Inhotim tem um orçamento anual de mais de R$ 90 milhões. No ano passado, 60% deste valor foi obtido via Lei Rouanet, segundo a instituição. Segundo a gestora, quando ela chegou ao museu, em 2022, o número de parceiros e patrocinadores era de 22, mas hoje já está em 65. Um deles é a Gucci, marca de roupas de luxo que promove anualmente um jantar de arrecadação de fundos nos jardins da instituição.

A mineradora Vale é a principal patrocinadora de Inhotim, tendo firmado um contrato para a injeção de R$ 400 milhões em dez anos, num caso raro de uma empresa que se compromete com uma instituição por um prazo tão longo —museus costumam ter planos anuais ou bianuais. Parte do dinheiro da Vale chegará via Lei Rouanet e parte será investimento direto.

A diferença é que a verba do patrocínio direto pode ser empregada no cuidado dos imensos 38 hectares de jardins de Inhotim, por exemplo, o que o percentual obtido pela Rouanet não permite. É, como se diz no jargão, um dinheiro livre, ou seja, sem amarras com o governo.

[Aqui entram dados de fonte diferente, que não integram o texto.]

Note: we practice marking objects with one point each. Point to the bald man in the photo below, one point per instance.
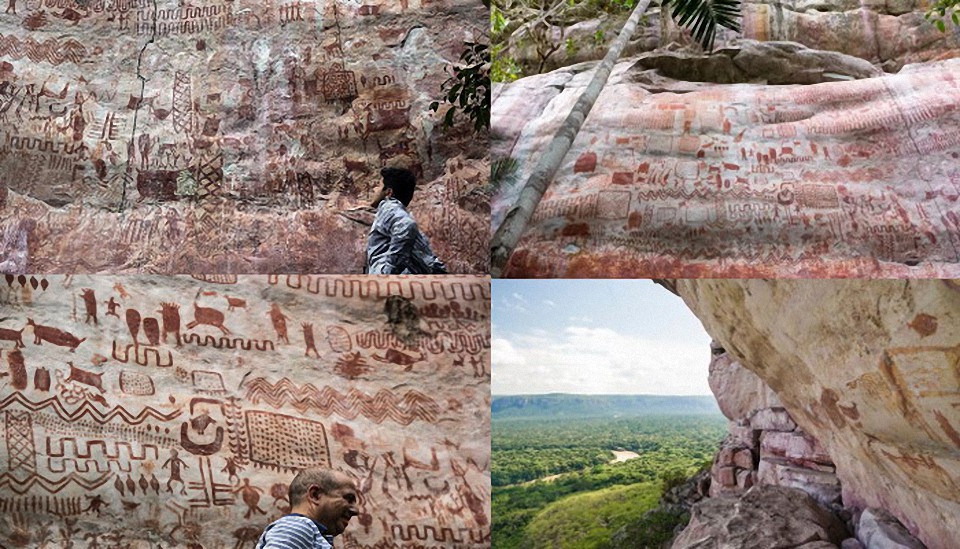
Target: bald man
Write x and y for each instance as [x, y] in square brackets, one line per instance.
[322, 502]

Azevedo afirma considerar a Lei Rouanet “maravilhosa”, mas também está numa busca por diminuir a dependência de Inhotim da verba pública, montante que varia a cada ano por estar atrelado ao faturamento das empresas que usam o mecanismo de incentivo. Ou seja, ao dependerem tanto de terceiros para fecharem as contas, os museus ficam numa posição de insegurança constante.

Outro ponto de atenção da presidente é o aumento de público. No ano passado, foram 335 mil visitantes, dos quais cerca de 60% entraram gratuitamente, o que é possível às quartas e no último domingo do mês. O volume de quem não pagou é semelhante ao do Masp, o segundo museu mais visitado do país. Azevedo pretende chegar aos 400 mil.

Realista, ela acredita que este número não será alcançado já neste ano. Mas isso será um estímulo para seguir tentando. “Eu vejo muito o copo meio cheio.”